01 -
In a large bowl, whisk together the bread flour, sugar, salt, and instant yeast. Add the warm water and olive oil, mixing until a shaggy dough forms. Turn out onto a floured surface and knead for 5 minutes until smooth. Cover and let rest for 10 minutes.
02 -
Heat a large skillet over medium-high heat. Add the lean ground beef, season with salt and pepper, and cook, breaking it up with a spoon, until well browned and no longer pink.

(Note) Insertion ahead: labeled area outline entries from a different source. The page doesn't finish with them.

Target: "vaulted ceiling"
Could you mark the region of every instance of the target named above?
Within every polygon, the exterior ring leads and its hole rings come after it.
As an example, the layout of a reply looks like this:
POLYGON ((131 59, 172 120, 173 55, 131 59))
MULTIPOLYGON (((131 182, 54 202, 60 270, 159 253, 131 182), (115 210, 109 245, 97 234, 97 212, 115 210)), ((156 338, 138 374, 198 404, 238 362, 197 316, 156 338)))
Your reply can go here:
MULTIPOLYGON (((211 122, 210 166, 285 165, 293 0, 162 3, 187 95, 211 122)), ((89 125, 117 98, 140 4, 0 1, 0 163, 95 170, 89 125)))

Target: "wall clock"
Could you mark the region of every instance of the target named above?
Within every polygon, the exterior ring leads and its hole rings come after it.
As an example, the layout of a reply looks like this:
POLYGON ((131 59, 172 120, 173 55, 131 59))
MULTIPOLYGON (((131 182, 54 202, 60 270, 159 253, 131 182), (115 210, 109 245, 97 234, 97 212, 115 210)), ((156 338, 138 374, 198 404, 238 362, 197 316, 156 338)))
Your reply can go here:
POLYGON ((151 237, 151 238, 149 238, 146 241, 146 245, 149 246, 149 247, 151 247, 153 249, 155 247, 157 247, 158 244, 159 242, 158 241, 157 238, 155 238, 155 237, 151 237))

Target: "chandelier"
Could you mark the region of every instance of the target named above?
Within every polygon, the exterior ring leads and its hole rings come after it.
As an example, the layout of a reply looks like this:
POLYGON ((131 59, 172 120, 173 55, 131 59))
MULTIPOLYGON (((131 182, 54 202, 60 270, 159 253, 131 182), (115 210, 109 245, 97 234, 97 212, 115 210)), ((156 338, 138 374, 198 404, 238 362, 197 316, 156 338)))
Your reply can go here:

Drain thoroughly and let cool slightly.
03 -
While the beef cools, cook the bacon until crisp and crumble it. Dice the onion finely and pat diced tomatoes dry using paper towels to remove excess moisture.
04 -
On a lightly floured surface, roll the rested dough into a rectangle approximately 40 cm by 28 cm.
05 -
Evenly spread the cooled beef over the dough, leaving a 1.5 cm border on all sides. Distribute bacon, onion, tomatoes, and grated cheddar evenly over the surface.
06 -
Starting from the long edge, tightly but gently roll the dough into a log, making sure not to squeeze out the filling. Pinch the seam to seal and place the roll seam-side down.
07 -
With a sharp knife or unflavored dental floss, cut the roll into 12 equal pieces, cleaning the blade between cuts. Arrange slices cut-side up in a greased baking dish with space between each.
08 -
Preheat oven to 190°C. Bake for 25 minutes, or until rolls are golden brown on top, cheese is bubbling, and bread sounds hollow when tapped.
09 -
Serve hot from the oven as a main dish or appetizer. Offer with condiments such as ketchup, mustard, or sliced pickles if desired.